Milley, who largely refrained from criticizing Trump while he was in office, looks to be attempting to smooth over his reputation by distancing himself from the former administration he served and cooperating with the book’s authors.
He now continues to serve in the same role under President Biden.
Milley, in his resignation letter, then implied that he believed Trump held bigoted beliefs and had fascist tendencies.
‘I swore an oath to the Constitution of the United States and embodied within that Constitution is the idea that says that all men and women are created equal. All men and women are created equal, no matter who you are, whether you are white or Black, Asian, Indian, no matter the color of your skin, no matter if you’re gay, straight or something in between. It doesn’t matter if you’re Catholic, Protestant, Muslim, Jew, or choose not to believe,’ Milley wrote in the unsent letter.
‘It’s obvious to me that you don’t hold those values dear and the cause that I serve.’
‘Lastly it is my deeply held belief that you’re ruining the international order, and causing significant damage to our country overseas, that was fought for so hard by the Greatest Generation that they instituted in 1945. Between 1914 and 1945, 150 million people were slaughtered in the conduct of war. They were slaughtered because of tyrannies and dictatorships,’ he wrote.
‘That generation, like every generation, has fought against that, has fought against fascism, has fought against Nazism, has fought against extremism. It’s now obvious to me that you don’t understand that world order. You don’t understand what the war was all about. In fact, you subscribe to many of the principles that we fought against. And I cannot be a party to that. It is with deep regret that I hereby submit my letter of resignation.’
After consulting with other political and military insiders, Milley decided not to resign. ‘Fuck that s***,’ he told his staff, according to the book. ‘I’ll just fight him.’
Instead he offered a public apology for appearing with Trump at a commencement for the National Defense University one week after the photo op.
‘I should not have been there,’ he said in the address, without mentioning Trump. ‘My presence in that moment, and in that environment, created a perception of the military involved in domestic politics.’ It was, he added, ‘a mistake that I have learned from.’
‘If they want to court-martial me, or put me in prison, have at it,’ Milley told his staff. ‘But I will fight from the inside.’
Milley filed away the resignation letter and outlined four goals for resisting Trump from within: 1) make sure the president did not get the U.S. involved in unnecessary war overseas 2) make sure Trump did not use the military in American streets to keep himself in power 3) maintain the military’s integrity and 4) maintain his own integrity.

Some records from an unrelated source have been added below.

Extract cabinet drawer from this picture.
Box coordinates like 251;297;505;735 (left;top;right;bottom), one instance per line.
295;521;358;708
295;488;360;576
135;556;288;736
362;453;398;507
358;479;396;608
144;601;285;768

Then after the election was called for Joe Biden, Milley and Trump’s other Defense officials fretted that Trump would try to use the military to remain in power.
Former Sec. of State Mike Pompeo, til then Trump’s staunchest defender, even called Milley and asked if he could visit him at home. ‘The crazies have taken over,’ Pompeo told Milley.
Trump then fired Defense Sec. Mark Esper and Milley again wanted to resign in protest. ‘You can’t,’ Esper insisted. ‘You’re the only one left.’
Milley agreed, and instead stepped up his efforts to ensure Trump would not try to usurp democracy and engage the military to protect his power. In the coming weeks, Milley routinely convened the Joint Chiefs, to ensure they were resolute in resisting any scheme to keep Trump in power.